A crowd of prisoners waited on the second floor, whistling and shouting, “Fresh fish, fresh fish!” The prisoners were cadavers; filthy, shrunken shells of men. They poked and squeezed Lon. One whispered, “Got any money? You can have me for a dime.”

“Shut your fucking traps, ladies,” said someone at the rear. The inmates fell back like the Red Sea, revealing a stout soldier. On his blue blouse he wore a medal cut out of tin. A red bandanna tied around his forehead gave him a piratical air. His right eye had a disconcerting tendency to wander toward his ear. Lon was nearly sick from the smell of an inner room where prisoners had relieved themselves on the floor. He saw a soldier lying with his head in some of it. The stout man pointed this out to the orderly.

“Sonny died last night. Most likely the nostalgia got him. Been staring at the ceiling and crying for near a week.”

“Form a detail and move him downstairs,” the orderly said. He poked Lon. “This here's your floor sergeant, Private Griff.”

The orderly went down the stairs. Lon and Griff stared at one another. The other prisoners looked on. Griff's eye wandered again. He extended his hand, twitching his fingers.

“Shoes. Take 'em off and hand 'em over. Think of it as paying your second-floor membership dues.”

Lon had an urge to attack the bastard. He didn't want to be put in irons his first day, so he sat on the steps and pulled off his broken shoes. Mars had warned him that most personal property was confiscated, either stolen by guards or by inmates. Once he knew the ropes, Mars said, he could steal what he needed from others.

“Swell. Now turn out your pockets.”

“I don't have anything but this.” Lon showed his ivory-handled jackknife, which Mars had allowed him to keep, calling it “the prisoner's essential.”

Griff said, “Fine, I'll take it.”

“The man who captured me said prisoners always keep their knives.”

“I don't give a rat's tit what he told you, mister. I can trade a nice blade like that.”

Lon shook his head. “Sorry, no.”

Griff sighed as if dealing with a witless child. “Now listen, fish.” He stepped in close. He raised his knee up suddenly, ramming Lon's privates. Lon doubled over.

Griff yanked him up by the hair. “I said let me have—” Lon closed his fist around the jackknife and swung a roundhouse right at Griff's head.

Griff windmilled into the wall. The other prisoners scrambled away. One yelled, “Hot damn, Paddy, here's a donnybrook.”

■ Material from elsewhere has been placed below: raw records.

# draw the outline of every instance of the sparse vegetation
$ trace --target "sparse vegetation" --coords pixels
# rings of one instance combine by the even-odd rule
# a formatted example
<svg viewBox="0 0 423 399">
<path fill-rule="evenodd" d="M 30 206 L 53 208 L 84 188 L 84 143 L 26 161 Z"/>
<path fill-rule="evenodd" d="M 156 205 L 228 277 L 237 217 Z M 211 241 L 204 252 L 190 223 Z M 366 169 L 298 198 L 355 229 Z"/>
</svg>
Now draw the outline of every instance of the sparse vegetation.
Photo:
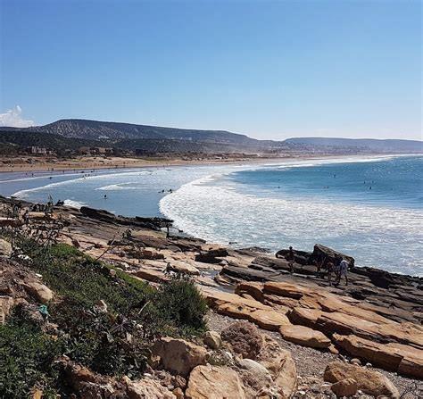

Griff lumbered at Lon like a maddened bear. Lon was half blind with sweat and rage. He remembered leaping in with both fists up, but he remembered nothing else until he came out of a fog, hearing applause and whistling. Guards hauled him up by his shoulders. Griff lay on the landing, his crotch stained, his nose flattened, blood bubbling on his lips. His right leg was bent beneath his left. Lon looked wonderingly at his own bleeding knuckles.

A guard held him against the wall at pistol point. Another tried to straighten Griff's bent leg. Griff screamed. Lieutenant Turner ran up the stairs to investigate the commotion. The astonished reb kneeling over Griff said, “I think his leg's broke, sir. I think this one did it with his bare hands.”